而在只有 1 个 CPU 的系统中，则意味着有一半的进程竞争不到 CPU。

2、CPU密集型进程

a、stress 命令 模拟八个 CPU 使用率 100% 的场景
[root@172-16-104-112 ~]# stress --cpu 1 --timeout 600

b、mpstat 查看 CPU 使用率的变化情况
## -P ALL 表示监控所有CPU，后面数字5表示间隔5秒后输出一组数据
[root@172-16-104-112 ~]# mpstat -P ALL 5
Linux 3.10.0-1127.el7.x86_64 (172-16-104-112) 	2021年12月15日 	_x86_64_	(8 CPU)

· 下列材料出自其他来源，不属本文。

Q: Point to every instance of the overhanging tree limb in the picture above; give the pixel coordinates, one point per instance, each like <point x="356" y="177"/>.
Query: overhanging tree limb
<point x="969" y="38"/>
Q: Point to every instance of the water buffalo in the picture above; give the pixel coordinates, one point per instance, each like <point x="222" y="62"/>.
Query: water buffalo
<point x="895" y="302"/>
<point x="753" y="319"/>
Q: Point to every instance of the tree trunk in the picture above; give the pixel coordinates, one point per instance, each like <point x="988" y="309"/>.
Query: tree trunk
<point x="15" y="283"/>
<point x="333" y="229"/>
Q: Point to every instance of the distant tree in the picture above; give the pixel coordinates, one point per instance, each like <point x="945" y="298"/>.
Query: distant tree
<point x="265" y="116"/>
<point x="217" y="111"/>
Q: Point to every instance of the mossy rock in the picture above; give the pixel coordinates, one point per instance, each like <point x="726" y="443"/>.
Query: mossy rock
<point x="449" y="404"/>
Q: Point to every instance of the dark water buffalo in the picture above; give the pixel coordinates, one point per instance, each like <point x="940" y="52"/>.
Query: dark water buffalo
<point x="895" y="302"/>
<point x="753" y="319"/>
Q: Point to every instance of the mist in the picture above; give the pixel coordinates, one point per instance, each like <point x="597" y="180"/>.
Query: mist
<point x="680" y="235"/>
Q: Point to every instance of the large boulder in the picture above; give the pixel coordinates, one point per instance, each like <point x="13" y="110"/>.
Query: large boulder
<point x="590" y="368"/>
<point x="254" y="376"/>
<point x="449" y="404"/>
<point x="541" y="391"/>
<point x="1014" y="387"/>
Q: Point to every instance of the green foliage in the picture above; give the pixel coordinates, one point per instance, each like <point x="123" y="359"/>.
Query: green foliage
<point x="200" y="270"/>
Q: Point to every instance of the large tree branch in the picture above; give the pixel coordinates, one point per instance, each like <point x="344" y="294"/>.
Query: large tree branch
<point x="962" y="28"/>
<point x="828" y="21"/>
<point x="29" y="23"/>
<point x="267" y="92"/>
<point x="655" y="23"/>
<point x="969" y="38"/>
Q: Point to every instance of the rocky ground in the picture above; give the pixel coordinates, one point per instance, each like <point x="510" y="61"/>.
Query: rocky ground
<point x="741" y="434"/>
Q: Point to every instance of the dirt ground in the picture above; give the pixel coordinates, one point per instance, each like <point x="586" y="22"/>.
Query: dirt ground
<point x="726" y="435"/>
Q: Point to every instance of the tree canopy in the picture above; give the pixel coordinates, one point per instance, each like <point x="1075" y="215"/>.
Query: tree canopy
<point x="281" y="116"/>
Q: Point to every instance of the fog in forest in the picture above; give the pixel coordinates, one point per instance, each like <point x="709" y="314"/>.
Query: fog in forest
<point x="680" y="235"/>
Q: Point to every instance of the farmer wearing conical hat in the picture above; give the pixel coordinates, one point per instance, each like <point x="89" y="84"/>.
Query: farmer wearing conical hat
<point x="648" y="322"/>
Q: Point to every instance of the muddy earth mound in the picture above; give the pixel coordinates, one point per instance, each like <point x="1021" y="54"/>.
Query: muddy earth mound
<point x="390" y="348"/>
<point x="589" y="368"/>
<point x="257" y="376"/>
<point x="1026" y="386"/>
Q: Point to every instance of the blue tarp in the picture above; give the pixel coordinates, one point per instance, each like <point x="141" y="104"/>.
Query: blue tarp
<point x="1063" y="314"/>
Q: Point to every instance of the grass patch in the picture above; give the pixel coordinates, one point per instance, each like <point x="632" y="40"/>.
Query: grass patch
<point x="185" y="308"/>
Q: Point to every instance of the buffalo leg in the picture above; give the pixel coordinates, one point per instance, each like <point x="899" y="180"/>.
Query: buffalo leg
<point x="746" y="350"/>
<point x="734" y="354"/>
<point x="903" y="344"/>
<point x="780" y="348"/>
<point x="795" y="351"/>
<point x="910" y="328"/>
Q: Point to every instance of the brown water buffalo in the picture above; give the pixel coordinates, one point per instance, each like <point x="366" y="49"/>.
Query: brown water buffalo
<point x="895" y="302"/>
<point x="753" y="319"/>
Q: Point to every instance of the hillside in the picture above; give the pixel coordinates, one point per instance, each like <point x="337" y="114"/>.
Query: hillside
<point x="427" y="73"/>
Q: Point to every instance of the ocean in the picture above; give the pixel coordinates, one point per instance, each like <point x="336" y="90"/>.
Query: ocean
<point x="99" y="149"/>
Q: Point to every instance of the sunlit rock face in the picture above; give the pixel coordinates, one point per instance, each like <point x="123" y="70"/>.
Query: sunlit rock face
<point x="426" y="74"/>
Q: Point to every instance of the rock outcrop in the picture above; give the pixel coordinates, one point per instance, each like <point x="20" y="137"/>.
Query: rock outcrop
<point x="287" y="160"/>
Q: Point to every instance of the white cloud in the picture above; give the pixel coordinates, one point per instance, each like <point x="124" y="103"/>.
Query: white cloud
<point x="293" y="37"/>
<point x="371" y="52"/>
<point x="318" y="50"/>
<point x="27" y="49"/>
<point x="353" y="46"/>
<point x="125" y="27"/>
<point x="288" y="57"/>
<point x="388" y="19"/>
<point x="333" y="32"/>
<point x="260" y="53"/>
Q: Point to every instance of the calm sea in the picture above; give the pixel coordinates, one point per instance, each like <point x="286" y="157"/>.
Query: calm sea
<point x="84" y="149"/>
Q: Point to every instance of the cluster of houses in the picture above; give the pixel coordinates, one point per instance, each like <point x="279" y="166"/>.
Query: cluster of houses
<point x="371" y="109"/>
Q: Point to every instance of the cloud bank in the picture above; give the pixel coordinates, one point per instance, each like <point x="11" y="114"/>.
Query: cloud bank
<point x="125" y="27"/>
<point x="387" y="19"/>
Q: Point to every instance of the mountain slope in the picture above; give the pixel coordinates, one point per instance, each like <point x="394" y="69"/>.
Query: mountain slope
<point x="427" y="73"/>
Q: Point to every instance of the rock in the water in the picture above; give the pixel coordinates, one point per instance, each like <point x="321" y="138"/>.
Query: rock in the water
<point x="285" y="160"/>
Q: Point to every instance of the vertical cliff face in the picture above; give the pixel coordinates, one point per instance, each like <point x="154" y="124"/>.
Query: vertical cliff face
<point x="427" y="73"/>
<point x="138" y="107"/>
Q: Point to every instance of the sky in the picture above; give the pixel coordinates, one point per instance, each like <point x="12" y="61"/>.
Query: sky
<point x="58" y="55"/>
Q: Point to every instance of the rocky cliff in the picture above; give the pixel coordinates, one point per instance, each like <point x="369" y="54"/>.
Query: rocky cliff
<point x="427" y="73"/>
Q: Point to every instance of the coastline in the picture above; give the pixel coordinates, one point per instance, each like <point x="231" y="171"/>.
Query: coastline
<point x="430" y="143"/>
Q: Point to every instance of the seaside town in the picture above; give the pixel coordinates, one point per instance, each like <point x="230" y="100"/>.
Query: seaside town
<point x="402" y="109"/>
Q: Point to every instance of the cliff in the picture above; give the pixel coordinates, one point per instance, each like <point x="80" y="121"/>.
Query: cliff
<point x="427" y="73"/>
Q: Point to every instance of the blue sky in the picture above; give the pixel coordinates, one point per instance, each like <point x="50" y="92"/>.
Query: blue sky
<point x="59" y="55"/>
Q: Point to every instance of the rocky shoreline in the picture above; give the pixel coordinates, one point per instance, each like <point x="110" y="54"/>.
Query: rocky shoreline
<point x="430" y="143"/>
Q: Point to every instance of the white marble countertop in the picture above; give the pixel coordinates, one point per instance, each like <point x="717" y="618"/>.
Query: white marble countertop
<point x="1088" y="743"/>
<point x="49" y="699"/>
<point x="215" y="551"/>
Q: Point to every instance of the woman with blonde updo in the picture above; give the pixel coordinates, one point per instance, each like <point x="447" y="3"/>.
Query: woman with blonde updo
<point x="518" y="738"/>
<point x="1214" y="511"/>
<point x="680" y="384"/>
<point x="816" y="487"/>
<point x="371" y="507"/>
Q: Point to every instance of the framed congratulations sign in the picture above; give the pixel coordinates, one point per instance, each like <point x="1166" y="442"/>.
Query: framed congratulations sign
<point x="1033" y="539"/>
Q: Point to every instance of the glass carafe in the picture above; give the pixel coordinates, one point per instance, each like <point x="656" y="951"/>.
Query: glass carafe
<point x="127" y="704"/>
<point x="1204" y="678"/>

22时03分14秒  CPU    %usr   %nice    %sys %iowait    %irq   %soft  %steal  %guest  %gnice   %idle
22时03分19秒  all  100.00    0.00    0.00    0.00    0.00    0.00    0.00    0.00    0.00    0.00
22时03分19秒    0  100.00    0.00    0.00    0.00    0.00    0.00    0.00    0.00    0.00    0.00
22时03分19秒    1  100.00    0.00    0.00    0.00    0.00    0.00    0.00    0.00    0.00    0.00
22时03分19秒    2  100.00    0.00    0.00    0.00    0.00    0.00    0.00    0.00    0.00    0.00
22时03分19秒    3  100.00    0.00    0.00    0.00    0.00    0.00    0.00    0.00    0.00    0.00
22时03分19秒    4  100.00    0.00    0.00    0.00    0.00    0.00    0.00    0.00    0.00    0.00
22时03分19秒    5  100.00    0.00    0.00    0.00    0.00    0.00    0.00    0.00    0.00    0.00
22时03分19秒    6  100.00    0.00    0.00    0.00    0.00    0.00    0.00    0.00    0.00    0.00
22时03分19秒    7  100.00    0.00    0.00    0.00    0.00    0.00    0.00    0.00    0.00    0.00

c、查看导致cpu使用率100%的进程
## 间隔5秒后输出一组数据
[root@172-16-104-112 ~]# pidstat -u 5 1
Linux 3.10.0-1127.el7.x86_64 (172-16-104-112) 	2021年12月15日 	_x86_64_	(8 CPU)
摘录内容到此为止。